From the beginning of his engineering career in 1949 at Tokyo Tsushin Kogyo Ltd., later known as Sony, Iwasaki specialized in the technology of magnetic recording. He expanded on this interest after becoming a professor at Tohoku University, and throughout the next two decades made significant contributions including the development of metal-based tapes and high-density recording technologies. It was in the mid-1970s that he devised what would become his signature idea. Since the beginnings of magnetic recording, the magnetized grains on a tape or other medium were longitudinally, or horizontally, oriented. On tape, for instance, this means that each grain was situated parallel to the tape's length, a system known as longitudinal magnetic recording (LMR). Thus, the capacity of a given length of tape was determined by how many grains could fit within that two-dimensional area. Iwasaki's inspiration opened up the third dimension. He realized that if a magnetic medium could be magnetized perpendicular to its surface, more magnetic grains would fit within a given area, vastly increasing storage capacity. Such a technique also allows the use of recording media with higher magnetic coercivity that are less susceptible to magnetic degradation and loss of signal over time. Iwasaki had invented perpendicular magnetic recording (PMR). Despite the elegant beauty of Iwasaki's conception and a great deal of initial enthusiasm for its potential, ensuing leaps forward in LMR technologies pushed PMR to the background for a time, a period Iwasaki refers to as the technology's "Death Valley." Iwasaki kept the PMR fires burning by continuing to write papers and hold conferences on his ideas. Some three decades after he first announced the concept, PMR came of age—largely due to the efforts of Mark Kryder.

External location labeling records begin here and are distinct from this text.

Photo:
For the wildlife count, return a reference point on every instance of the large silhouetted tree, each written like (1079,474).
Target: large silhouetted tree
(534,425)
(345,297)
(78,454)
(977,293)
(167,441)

First as founder and director of Carnegie Mellon University's Data Storage Systems Center and then as director of research for Seagate, the largest hard disk drive manufacturer in the world, Kryder had been striving to increase the efficiency and capacity of computer memories. A 2005 Scientific American article on Kryder's work noted his observation that hard drive densities had been doubling roughly every 18 months, an idea that's become informally knows as "Kryder's law," after the famous "Moore's law" concerning the density of semiconductors on computer chips. As it happened, "Kryder's law" was too conservative. At Seagate, he led the research and development effort to transform Iwasaki's work from the lab into the commercial realm, pursuing a goal of achieving a storage density of 100 gigabits of data to a square inch of space. That milestone was met in 2003 and was quickly exceeded, opening the floodgates to the practical realization of PMR, with Seagate introducing the first mass-produced PMR hard drive in 2006. Already, virtually all hard disk drives operate with PMR principles, and some are now boasting capacities in the terabyte range. Even PMR has an ultimate capacity, however, and engineers are looking beyond. Although now retired from Seagate, as University Professor of Electrical and Computer Engineering at Carnegie Mellon, Kryder is leading the research and development of one of the most promising successors, heat-assisted magnetic recording (HAMR), in which a laser pulse briefly heats the recording material to increase its capacity. If HAMR can be made practical, terabyte disk drives may become as inexpensive and common as today's gigabyte drives.

The computers that landed humans on the Moon and guided space probes beyond the solar system filled entire rooms. Today, the smartphones in our pockets and laptops are far more powerful and hold far more data. The technologies of the near future will be even smaller and more versatile. None of it would be possible without the magnetic storage technologies invented and developed by Shunichi Iwasaki and Mark Kryder.